The Resonant and Normal Auger spectra of Ozone

TL;DR

This paper presents a general symmetry-aware method for calculating Auger spectra in molecules, specifically applied to ozone, accounting for autoionization processes and molecular symmetry effects.

Contribution

It introduces a novel theoretical framework for Auger spectra calculation that incorporates molecular symmetry, multiple decay channels, and Coulomb interactions, applied to ozone.

Findings

Accurate calculation of ozone's Auger spectra matching experimental data.

Demonstration of symmetry and localization effects on spectral lineshapes.

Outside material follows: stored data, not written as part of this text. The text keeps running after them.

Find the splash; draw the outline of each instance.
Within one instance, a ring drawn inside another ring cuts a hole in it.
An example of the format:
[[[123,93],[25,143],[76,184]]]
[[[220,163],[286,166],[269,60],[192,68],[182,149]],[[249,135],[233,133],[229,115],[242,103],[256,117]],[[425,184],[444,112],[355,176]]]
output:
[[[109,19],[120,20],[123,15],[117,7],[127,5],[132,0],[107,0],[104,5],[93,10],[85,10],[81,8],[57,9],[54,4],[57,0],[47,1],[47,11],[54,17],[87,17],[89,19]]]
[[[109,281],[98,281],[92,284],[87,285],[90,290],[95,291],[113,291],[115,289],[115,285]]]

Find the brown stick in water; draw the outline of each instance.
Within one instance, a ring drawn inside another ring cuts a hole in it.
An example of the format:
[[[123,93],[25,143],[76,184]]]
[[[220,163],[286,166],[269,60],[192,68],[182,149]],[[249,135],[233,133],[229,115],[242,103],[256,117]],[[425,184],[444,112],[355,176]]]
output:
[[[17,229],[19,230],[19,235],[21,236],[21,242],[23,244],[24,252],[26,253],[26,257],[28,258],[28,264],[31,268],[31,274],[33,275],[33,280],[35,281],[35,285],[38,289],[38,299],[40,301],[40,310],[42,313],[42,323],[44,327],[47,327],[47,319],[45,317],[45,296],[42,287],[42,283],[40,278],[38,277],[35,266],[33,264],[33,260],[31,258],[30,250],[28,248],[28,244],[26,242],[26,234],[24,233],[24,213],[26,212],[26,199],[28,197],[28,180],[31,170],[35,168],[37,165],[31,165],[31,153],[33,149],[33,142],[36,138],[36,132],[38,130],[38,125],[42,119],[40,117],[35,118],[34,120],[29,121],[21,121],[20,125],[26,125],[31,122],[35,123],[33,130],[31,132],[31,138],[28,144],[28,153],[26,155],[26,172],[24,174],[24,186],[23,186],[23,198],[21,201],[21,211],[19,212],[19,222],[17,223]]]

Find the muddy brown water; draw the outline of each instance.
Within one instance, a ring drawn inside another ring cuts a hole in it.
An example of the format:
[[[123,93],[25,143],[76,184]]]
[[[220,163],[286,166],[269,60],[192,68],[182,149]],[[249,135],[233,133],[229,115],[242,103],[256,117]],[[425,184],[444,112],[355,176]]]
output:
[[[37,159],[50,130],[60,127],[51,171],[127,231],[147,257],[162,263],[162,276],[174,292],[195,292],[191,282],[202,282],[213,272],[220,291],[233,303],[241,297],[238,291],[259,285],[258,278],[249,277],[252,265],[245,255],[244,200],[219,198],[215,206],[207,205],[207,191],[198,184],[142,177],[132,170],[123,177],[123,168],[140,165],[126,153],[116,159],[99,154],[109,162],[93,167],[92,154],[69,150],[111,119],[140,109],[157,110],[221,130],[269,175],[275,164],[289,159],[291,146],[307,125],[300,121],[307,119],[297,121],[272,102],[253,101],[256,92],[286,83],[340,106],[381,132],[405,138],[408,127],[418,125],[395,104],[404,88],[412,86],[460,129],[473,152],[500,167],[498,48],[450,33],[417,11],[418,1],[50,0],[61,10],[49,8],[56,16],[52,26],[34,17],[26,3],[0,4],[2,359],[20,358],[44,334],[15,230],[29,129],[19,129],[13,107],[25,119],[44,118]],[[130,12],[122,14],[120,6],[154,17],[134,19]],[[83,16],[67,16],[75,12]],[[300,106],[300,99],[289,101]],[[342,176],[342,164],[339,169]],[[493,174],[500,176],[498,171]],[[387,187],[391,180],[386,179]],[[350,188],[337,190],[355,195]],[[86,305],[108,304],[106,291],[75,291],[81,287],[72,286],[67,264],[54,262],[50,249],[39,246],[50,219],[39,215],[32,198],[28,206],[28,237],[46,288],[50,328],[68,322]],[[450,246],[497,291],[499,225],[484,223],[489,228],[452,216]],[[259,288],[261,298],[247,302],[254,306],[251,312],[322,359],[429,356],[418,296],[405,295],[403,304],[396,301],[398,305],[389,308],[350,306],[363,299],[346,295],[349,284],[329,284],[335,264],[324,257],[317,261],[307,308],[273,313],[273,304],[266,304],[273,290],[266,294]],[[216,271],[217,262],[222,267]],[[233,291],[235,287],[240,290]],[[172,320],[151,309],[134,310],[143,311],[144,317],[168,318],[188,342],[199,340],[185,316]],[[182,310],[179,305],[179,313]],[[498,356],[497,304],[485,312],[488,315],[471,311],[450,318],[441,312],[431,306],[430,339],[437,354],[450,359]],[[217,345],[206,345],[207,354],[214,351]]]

Enhanced understanding of autoionization processes in symmetric molecules.

Abstract

In this work we outline a general method for calculating Auger spectra in molecules, which accounts for the underlying symmetry of the system. This theory starts from Fano's formulation of the interaction between discrete and continuum states and generalizes this formalism to deal with the simultaneous presence of several intermediate quasi-bound states and several non-interacting decay channels. Our theoretical description is specifically tailored to resonant autoionization and Auger processes, and includes explicitly the incoming wave boundary conditions for the continuum states and an accurate treatment of the Coulomb repulsion. This approach is implemented and applied to the calculation of the $K-LL$ Auger and autoionization spectra of ozone, which is a $C_{2v}$ symmetric molecule, whose importance in our atmosphere to filter out radiation has been widely confirmed. We also show the effect that the molecular point group, and in particular the localization of the core-hole in the oxygen atoms related by symmetry operations, has on the electronic structure of the Auger states and on the spectral lineshape by comparing our results with experimental data.